LUCENE-3029: MultiPhraseQuery scores should not depend on docID

git-svn-id: https://svn.apache.org/repos/asf/lucene/dev/trunk@1098782 13f79535-47bb-0310-9956-ffa450edef68
2025-02-28 21:39:25 +00:00 · 2011-05-02 20:39:26 +00:00 · 2011-05-02 20:39:26 +00:00 · fd0701bf4e
commit fd0701bf4e
parent abc9be2eef
5 changed files with 119 additions and 6 deletions
--- a/lucene/CHANGES.txt
+++ b/lucene/CHANGES.txt
@ -1477,6 +1477,10 @@ Bug fixes
  that warming is free to do whatever it needs to.  (Earwin Burrfoot
  via Mike McCandless)
 * LUCENE-3029: Fix corner case when MultiPhraseQuery is used with zero
  position-increment tokens that would sometimes assign different
  scores to identical docs.  (Mike McCandless)

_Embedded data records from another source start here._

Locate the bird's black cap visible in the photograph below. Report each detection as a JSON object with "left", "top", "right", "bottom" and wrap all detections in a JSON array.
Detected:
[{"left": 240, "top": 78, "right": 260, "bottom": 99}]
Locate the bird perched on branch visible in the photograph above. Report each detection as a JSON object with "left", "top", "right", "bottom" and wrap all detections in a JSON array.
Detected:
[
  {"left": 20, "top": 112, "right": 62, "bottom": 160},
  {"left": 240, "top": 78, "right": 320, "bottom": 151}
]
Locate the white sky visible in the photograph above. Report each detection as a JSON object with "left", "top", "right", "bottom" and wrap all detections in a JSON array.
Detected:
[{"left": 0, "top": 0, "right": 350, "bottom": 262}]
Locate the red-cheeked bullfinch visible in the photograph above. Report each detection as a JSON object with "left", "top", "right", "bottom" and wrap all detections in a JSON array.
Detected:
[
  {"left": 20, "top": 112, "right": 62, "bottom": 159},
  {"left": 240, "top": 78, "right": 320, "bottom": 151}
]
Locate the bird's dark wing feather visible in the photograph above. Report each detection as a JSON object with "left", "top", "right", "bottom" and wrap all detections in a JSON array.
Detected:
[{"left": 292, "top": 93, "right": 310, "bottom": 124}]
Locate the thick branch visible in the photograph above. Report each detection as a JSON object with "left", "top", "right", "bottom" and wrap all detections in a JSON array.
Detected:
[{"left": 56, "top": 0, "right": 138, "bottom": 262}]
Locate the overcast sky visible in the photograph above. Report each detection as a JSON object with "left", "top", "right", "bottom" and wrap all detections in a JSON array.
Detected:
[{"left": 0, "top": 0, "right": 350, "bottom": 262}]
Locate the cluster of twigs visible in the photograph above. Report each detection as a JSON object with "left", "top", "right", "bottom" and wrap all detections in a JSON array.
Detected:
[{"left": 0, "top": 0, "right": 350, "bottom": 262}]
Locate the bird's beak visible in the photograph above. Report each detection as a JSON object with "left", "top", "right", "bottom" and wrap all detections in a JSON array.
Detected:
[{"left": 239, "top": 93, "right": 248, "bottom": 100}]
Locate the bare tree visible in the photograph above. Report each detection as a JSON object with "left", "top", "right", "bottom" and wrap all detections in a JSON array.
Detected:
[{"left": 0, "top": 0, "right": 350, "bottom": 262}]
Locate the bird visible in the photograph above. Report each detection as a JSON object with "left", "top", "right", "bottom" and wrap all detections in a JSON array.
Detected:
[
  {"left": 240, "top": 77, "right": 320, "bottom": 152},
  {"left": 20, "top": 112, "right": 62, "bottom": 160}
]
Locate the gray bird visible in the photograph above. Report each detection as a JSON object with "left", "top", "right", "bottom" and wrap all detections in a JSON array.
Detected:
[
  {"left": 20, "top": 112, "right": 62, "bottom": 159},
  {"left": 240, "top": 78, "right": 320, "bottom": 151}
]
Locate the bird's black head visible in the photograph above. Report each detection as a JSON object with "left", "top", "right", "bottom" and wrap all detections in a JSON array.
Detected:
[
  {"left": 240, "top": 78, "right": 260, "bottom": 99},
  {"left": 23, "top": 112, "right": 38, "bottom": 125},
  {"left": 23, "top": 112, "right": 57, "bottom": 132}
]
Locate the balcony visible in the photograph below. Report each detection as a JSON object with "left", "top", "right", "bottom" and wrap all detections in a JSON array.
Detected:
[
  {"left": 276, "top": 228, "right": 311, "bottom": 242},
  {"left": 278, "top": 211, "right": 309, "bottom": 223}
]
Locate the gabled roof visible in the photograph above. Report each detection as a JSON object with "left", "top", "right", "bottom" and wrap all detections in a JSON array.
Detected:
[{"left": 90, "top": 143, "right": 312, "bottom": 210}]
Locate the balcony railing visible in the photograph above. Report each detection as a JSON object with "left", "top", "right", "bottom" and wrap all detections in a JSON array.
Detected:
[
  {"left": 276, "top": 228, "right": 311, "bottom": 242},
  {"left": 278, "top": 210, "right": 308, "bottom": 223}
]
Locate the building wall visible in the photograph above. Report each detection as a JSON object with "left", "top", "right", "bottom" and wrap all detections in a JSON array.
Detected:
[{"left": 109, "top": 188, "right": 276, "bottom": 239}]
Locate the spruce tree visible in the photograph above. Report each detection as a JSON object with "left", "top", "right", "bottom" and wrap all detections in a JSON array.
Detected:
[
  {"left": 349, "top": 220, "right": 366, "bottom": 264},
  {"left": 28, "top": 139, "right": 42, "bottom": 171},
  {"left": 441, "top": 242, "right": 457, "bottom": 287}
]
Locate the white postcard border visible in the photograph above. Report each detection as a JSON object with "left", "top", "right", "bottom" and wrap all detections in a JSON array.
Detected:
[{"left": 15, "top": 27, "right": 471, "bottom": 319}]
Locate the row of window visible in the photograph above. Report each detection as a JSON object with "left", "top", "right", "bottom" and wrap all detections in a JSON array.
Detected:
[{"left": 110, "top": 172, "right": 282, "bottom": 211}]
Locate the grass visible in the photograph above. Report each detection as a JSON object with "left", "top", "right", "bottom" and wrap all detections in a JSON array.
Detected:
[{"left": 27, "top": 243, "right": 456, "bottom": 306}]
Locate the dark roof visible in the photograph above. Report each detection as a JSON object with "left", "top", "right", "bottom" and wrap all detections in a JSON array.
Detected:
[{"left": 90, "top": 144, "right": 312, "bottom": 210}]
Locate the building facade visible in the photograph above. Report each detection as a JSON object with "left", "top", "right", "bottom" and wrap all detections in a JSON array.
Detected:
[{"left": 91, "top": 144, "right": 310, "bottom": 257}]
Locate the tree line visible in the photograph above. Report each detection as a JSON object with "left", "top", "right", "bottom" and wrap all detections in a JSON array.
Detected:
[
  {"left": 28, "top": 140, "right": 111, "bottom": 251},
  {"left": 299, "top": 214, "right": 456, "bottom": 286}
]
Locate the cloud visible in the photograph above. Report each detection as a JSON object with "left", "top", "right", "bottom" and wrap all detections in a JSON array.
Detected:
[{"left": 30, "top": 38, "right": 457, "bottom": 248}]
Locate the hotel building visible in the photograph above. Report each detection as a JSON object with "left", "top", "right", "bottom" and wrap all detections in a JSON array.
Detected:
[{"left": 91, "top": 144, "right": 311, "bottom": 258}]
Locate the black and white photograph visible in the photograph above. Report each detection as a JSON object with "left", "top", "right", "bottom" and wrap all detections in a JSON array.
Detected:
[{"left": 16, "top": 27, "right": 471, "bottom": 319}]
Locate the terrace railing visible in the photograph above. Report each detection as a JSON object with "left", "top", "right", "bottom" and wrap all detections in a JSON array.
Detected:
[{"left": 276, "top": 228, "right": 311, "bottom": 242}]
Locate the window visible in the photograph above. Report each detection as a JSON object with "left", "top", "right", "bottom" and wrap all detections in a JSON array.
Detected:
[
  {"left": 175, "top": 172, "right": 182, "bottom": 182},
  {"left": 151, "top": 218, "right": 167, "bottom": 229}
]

 * LUCENE-2486: Fixed intermittent FileNotFoundException on doc store
  files when a mergedSegmentWarmer is set on IndexWriter.  (Mike
  McCandless)
--- a/lucene/src/java/org/apache/lucene/search/PhrasePositions.java
+++ b/lucene/src/java/org/apache/lucene/search/PhrasePositions.java
@ -28,13 +28,15 @@ final class PhrasePositions {
  int position;					  // position in doc
  int count;					  // remaining pos in this doc
  int offset;					  // position in phrase
  final int ord;                                  // unique across all PhrasePositions instances
  final DocsAndPositionsEnum postings;  	  // stream of docs & positions
  PhrasePositions next;	                          // used to make lists
  boolean repeats;       // there's other pp for same term (e.g. query="1st word 2nd word"~1) 
-  PhrasePositions(DocsAndPositionsEnum postings, int o) {
+  PhrasePositions(DocsAndPositionsEnum postings, int o, int ord) {
    this.postings = postings;
    offset = o;
    this.ord = ord;
  }
  final boolean next() throws IOException {	  // increments to next doc
--- a/lucene/src/java/org/apache/lucene/search/PhraseQueue.java
+++ b/lucene/src/java/org/apache/lucene/search/PhraseQueue.java
@ -30,10 +30,16 @@ final class PhraseQueue extends PriorityQueue<PhrasePositions> {
      if (pp1.position == pp2.position)
        // same doc and pp.position, so decide by actual term positions. 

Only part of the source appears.